Being in the building period I've reduced the number of sessions of strenght-training to once a week. In addition I've reduced the number of sets to two sets pr exercise.
Maximium workload is 80 % 1RM-thats the last set. The first set is 60 % 1RM.
They're both always started with a warm-up set. Number of reps is 6 on all sets.
Besides that I'm keeping the training programme from the Basic-period intact.
The purpose with reducing the the number of sets and the workload is to allow sport-spesific muscles to build.
Up till now it works pretty good. I'm doing my strength training in a gym. The facilities are overall good, but it tends to get crowded in the afternoon and the night. I'm rescheduling till morning again.
After using the same training programme for 9 months I'm pretty certain that it had paid off. My running now is a lot more steady. I'm able to keep the pace over a long period of time without experiencing a drop in quality when it comes to my technique.
My results from Rome marathon and Sentrumsløpet-Oslo, both representing good improvements, clearly shows that.

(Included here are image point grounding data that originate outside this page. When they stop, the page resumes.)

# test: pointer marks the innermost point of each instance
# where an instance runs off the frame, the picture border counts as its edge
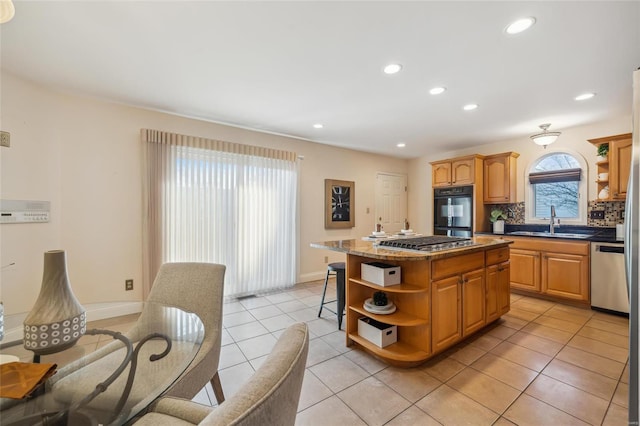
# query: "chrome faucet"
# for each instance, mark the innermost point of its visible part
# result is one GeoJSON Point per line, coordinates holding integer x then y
{"type": "Point", "coordinates": [552, 220]}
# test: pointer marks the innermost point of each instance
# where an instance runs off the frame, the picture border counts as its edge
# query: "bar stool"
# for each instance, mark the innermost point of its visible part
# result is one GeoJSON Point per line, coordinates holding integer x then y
{"type": "Point", "coordinates": [337, 269]}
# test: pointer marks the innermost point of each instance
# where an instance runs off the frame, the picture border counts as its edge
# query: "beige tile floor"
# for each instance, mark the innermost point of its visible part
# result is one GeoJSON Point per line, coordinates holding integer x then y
{"type": "Point", "coordinates": [541, 364]}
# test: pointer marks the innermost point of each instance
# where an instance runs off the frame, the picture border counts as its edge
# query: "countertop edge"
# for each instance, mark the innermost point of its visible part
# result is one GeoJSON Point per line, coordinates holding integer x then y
{"type": "Point", "coordinates": [367, 249]}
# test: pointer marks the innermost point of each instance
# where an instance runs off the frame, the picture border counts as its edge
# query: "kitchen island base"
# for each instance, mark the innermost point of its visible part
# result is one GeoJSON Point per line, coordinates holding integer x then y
{"type": "Point", "coordinates": [443, 298]}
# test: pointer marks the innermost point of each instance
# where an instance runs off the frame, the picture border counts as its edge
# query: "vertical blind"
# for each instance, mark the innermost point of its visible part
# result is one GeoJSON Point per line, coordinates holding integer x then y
{"type": "Point", "coordinates": [220, 202]}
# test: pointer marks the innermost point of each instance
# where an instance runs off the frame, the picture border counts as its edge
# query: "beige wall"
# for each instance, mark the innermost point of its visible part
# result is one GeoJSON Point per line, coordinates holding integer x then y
{"type": "Point", "coordinates": [573, 140]}
{"type": "Point", "coordinates": [84, 156]}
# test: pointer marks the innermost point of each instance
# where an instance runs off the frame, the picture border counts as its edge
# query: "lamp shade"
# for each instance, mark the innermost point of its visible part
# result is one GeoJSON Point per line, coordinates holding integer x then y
{"type": "Point", "coordinates": [546, 137]}
{"type": "Point", "coordinates": [57, 320]}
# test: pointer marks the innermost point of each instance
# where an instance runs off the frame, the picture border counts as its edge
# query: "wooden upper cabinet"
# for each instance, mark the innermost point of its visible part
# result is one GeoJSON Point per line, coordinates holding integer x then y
{"type": "Point", "coordinates": [462, 172]}
{"type": "Point", "coordinates": [619, 168]}
{"type": "Point", "coordinates": [617, 165]}
{"type": "Point", "coordinates": [500, 178]}
{"type": "Point", "coordinates": [457, 171]}
{"type": "Point", "coordinates": [441, 173]}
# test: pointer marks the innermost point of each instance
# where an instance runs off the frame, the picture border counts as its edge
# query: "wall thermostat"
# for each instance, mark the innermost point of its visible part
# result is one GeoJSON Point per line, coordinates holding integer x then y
{"type": "Point", "coordinates": [23, 211]}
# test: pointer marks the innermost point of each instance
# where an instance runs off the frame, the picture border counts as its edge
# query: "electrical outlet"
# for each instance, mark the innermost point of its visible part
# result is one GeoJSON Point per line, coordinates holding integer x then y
{"type": "Point", "coordinates": [5, 139]}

Anyway, I have to continue my work. My week spots when it comes to strenght is the core. I have improved since last year, but I need to work more with that area. I can feel that in perticular when I do the squat. There is enough power in the legs, but the core isn't strong enough. I'm not able to do more than 86 % of my body weight.
Further on I need to work more with my back-both the upper and the lower area.
Well, just making notes for now. Main purpose now is maintenance.